Wave propagation in 1D elastic solids in presence of long-range central interactions

In this paper wave propagation in non-local elastic solids is examined in the framework of the mechanically based non-local elasticity theory established by the author in previous papers. It is shown that such a model coincides with the well-known Kroner-Eringen integral model of non-local elasticity in unbounded domains. The appeal of the proposed model is that the mechanical boundary conditions may easily be imposed because the applied pressure at the boundaries of the solid must be equilibrated by the Cauchy stress. In fact, the long-range forces between different volume elements are modelled, in the body domain, as central body forces applied to the interacting elements. It is shown that the shape change of travelling disturbances coalesces with those predicted by the non-local integral theory of elasticity in unbounded domains, but several differences arise in the case of bounded domains.
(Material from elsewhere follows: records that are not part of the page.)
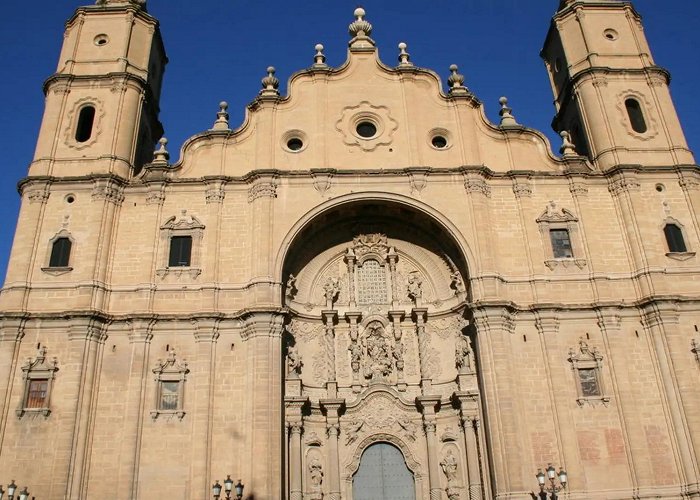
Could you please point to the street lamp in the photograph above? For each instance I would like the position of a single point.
(552, 488)
(227, 487)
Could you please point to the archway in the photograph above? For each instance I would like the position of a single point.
(377, 297)
(383, 475)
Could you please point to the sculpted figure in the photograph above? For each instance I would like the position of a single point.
(294, 362)
(449, 467)
(463, 351)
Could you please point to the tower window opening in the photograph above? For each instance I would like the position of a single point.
(634, 112)
(60, 252)
(561, 243)
(86, 120)
(674, 238)
(180, 251)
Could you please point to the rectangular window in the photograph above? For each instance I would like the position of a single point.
(169, 395)
(180, 251)
(60, 253)
(561, 243)
(37, 392)
(589, 382)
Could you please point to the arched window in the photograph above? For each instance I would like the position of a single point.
(674, 238)
(634, 111)
(86, 119)
(60, 252)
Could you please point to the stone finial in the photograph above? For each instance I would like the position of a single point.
(404, 57)
(270, 83)
(319, 57)
(360, 27)
(506, 116)
(139, 3)
(567, 147)
(221, 122)
(455, 80)
(161, 155)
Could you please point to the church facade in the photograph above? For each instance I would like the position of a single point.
(365, 291)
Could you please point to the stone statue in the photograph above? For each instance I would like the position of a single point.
(352, 431)
(294, 362)
(331, 288)
(463, 351)
(291, 287)
(449, 467)
(415, 288)
(316, 476)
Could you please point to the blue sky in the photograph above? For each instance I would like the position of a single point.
(219, 49)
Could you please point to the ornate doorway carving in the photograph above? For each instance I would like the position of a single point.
(383, 475)
(379, 351)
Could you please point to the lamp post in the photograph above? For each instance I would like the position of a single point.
(227, 487)
(550, 474)
(11, 490)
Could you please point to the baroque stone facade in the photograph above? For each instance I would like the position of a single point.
(297, 303)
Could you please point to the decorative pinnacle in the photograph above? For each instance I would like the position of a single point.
(567, 148)
(455, 80)
(506, 117)
(270, 83)
(161, 155)
(319, 58)
(360, 27)
(221, 122)
(404, 57)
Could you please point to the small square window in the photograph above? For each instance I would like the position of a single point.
(561, 243)
(589, 382)
(60, 252)
(169, 395)
(180, 251)
(37, 393)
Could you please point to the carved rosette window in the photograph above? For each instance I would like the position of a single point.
(561, 240)
(38, 375)
(178, 228)
(587, 364)
(170, 390)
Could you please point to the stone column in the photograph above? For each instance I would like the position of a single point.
(332, 408)
(350, 260)
(205, 335)
(262, 337)
(657, 317)
(86, 338)
(329, 318)
(494, 327)
(555, 355)
(429, 406)
(354, 317)
(140, 336)
(11, 334)
(419, 314)
(469, 409)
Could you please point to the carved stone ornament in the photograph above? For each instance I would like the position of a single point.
(170, 377)
(379, 116)
(586, 363)
(262, 190)
(38, 375)
(555, 214)
(375, 243)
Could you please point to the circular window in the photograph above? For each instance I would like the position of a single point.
(101, 39)
(295, 144)
(610, 34)
(439, 142)
(366, 129)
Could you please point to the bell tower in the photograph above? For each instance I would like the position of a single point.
(102, 104)
(608, 92)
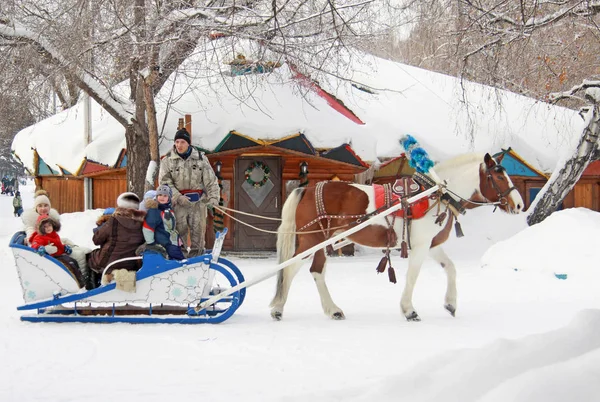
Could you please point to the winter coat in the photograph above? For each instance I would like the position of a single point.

The wave propagation problem has been formulated by means of the Hamiltonian functional of the proposed mechanically based model of non-local elasticity, introducing an additional term to the elastic potential energy that accounts for elastic long-range interactions. In this way, the wave equation may be obtained in a weak formulation and be further used to provide approximate analytical solutions to the governing equation in the context of standing wave analysis. An equivalent discrete point-spring model, similar to lattice-type networks, has also been introduced to show the mechanical equivalence of the non-local elastic model as well as to provide a mechanical scheme suitable for the numerical treatment of pressure waves travelling in non-local bounded domains.